Corrupt officials may well “abuse” (differentiable from “use”) the bill to conceal their wrongdoing. What has largely escaped media attention is that guidelines have been incorporated into the bill about what information may be classified. There are also consequences for improper classification. Section 42 states: “Any person who knowingly classifies information in order to achieve any purpose ulterior to this act, including (thus, not a finite list) the classification of information in order to: (a) conceal breaches of the law; (b) promote or further an unlawful act, inefficiency or administrative error; (c) prevent embarrassment to a person, organisation or agency; or (d) give an undue advantage to anyone in a competitive bidding process, is guilty of an offence…”
Those who would argue that abusers of the bill are unlikely to get caught should consider that those corrupt persons inclined to cover their tracks could simply feed the relevant documents through the office paper shredder, at far less of a risk of getting caught than if they classified the relevant documents.

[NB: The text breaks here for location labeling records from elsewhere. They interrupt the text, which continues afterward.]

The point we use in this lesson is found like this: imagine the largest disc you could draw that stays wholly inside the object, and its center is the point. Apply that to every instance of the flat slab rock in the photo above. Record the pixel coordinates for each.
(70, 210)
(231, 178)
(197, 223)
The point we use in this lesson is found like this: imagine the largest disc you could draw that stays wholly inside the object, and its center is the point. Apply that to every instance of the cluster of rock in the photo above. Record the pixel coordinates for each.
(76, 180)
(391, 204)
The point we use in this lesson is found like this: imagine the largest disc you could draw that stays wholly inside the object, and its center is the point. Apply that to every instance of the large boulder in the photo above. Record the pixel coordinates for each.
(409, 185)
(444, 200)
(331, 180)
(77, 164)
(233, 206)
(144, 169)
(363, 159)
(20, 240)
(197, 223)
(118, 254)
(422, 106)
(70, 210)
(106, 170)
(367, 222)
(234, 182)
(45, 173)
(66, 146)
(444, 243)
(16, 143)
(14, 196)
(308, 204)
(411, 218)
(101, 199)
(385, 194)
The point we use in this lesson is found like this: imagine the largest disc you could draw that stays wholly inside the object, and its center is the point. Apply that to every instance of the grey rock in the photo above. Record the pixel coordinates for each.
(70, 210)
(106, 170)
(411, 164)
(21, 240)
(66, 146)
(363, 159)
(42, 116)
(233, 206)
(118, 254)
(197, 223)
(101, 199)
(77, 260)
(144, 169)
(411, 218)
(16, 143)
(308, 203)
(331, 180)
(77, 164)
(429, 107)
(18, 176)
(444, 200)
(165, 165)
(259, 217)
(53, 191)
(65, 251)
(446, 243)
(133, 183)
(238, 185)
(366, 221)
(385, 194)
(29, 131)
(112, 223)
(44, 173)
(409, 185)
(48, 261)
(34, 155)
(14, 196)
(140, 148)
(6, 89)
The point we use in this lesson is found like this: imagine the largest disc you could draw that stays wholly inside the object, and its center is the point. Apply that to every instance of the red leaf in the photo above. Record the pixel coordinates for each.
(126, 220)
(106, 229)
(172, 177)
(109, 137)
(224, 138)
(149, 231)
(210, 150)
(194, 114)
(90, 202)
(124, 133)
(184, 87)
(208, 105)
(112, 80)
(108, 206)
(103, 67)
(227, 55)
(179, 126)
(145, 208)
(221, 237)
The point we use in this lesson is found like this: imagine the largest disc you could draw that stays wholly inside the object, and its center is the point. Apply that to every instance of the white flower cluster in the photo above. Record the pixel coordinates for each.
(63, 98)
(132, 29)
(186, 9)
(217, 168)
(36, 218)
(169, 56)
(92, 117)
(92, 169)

Thus, the bill does not create a means of paper trail destruction. Rather, it provides, at best, a far riskier alternative to an existing option.
Part of the “journalists might go to jail” criticism revolves around the argument that the bill should contain a “public interest” defence — that is, that one should escape criminal liability if one can prove that the public benefit of disclosure outweighed the “state interest” need for classification. The bill, as it stands, does contain an implied “public interest” defence. Section 17(i) states: “classification decisions ought to be assessed and weighed against the benefits of secrecy, taking into account the following factors: … (vi) the public benefit to be derived from the release of the information”.
Thus, if a person were faced with a criminal charge for disclosure, it would follow that, if he/she could prove “public benefit” above “national interest”, then the information should never have been classified.
No judge would convict a person for disclosure of information that should never have been classified. It would run contrary to the purpose of the bill and would be unconstitutional to the extent that depriving such person of their freedom did not serve a legitimate state interest.
“All well and good,” I can hear some people saying, “but what of the fact that these guidelines are overly broad and capable of different interpretations — that is, inconsistency and misapplication?” One has to remember that these “guidelines” are the skeleton of what is to become an intricate body.
As per section 7, “the minister must, within 12 months … prescribe” those regulations that will guide the interpretation and application of these “overly broad” and “idealistic” guidelines. The point is that if and when the minister makes regulations that obviously enable corruption etc, that will be the time to panic, object and approach the Constitutional Court. As it stands, the skeletal framework of the bill remains solid. There is not yet cause for panic.
As to what information is left for the state to protect, after the application of the numerous guidelines, is yet to be seen. Presuming that there will be very little, then the worst criticism that can be levelled against the bill is that it is a dud (again, hardly worth the panic).
We should be wary of quote- mining in order to argue a specific agenda. Yes, there are foreseeable abuses of the bill, but, if the bill is read in its entirety, it is clear that these abuses have been anticipated and guarded against. Certain pieces of information require protection, others not. The guidelines have set out which information cannot be classified and, as it turns out, it is exactly the kind over which everyone is making such a fuss.
Perhaps we should be banning matches and paper shredders from state departments.